# Bargarth cory shipping 1966



## ramsay (Dec 16, 2007)

We are looking for info on the Bargarth and any qualified engineers with Lister Blackstone experience, believe it or not you are like hen's teeth!
We are working out of Orkney and any retired/freelance engineers looking for a summer contract let me know.
Thanks, Ramsay.


----------



## BillH (Oct 10, 2007)

BARGARTH
O.N. 309324. 161g. 95'0" x 24'11" x 10'9"oa.
8-cyl. 4 S.C.S.A. (8¾" x 11½") ETS-8MGR type oil engine manufactured by Lister, Blackstone & Company Ltd., Stamford, single reduction reverse geared to a single fixed pitch propeller operating within a Kort steerable nozzle. 850 bhp. 14 tons bollard pull. 10 kts.
1986: Additionally fitted with an "Aquamaster type 420" retractable bow propulsion unit, increasing bollard pull to 17 tons.

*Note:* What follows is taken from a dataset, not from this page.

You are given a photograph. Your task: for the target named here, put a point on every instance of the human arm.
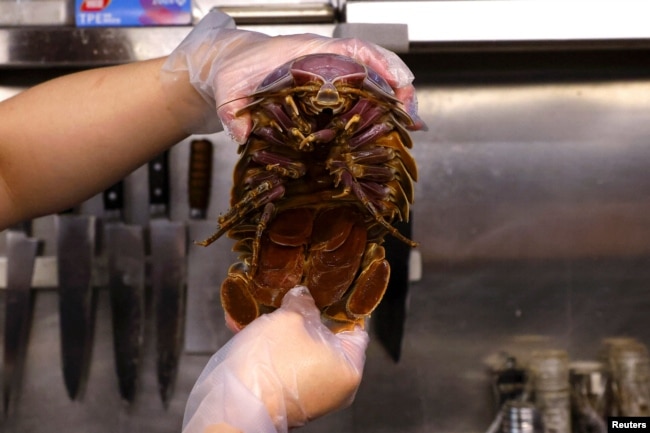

29.10.1965: First section of original design keel laid by Richards (Shipbuilders) Ltd., Lowestoft (Yard No. 486) for R. & J. H. Rea Ltd., London. 

16.11.1965: Remaining section of a modified design keel laid. 

5.4.1966: Launched. 

1.7.1966: Completed. Registered at Cardiff. 

1970: Owner restyled as Cory Ship Towage Ltd. 

1985: Owner restyled as Cory Towage Ltd. 

1986: Transferred to Irish Tugs Ltd., (retaining British registry) (Cory Towage Ltd., managers). 

20.3.1991: Transferred to Westport, Republic of Ireland registry, (O.N. 402783). 

1998: Transferred to Cory Towage Ltd. Still in service January 2000.


----------



## ramsay (Dec 16, 2007)

Thanks Bill, any info on the accommodation heating boiler, its an original to say the least!! made by Clark, thats all I have.
Cheers.


----------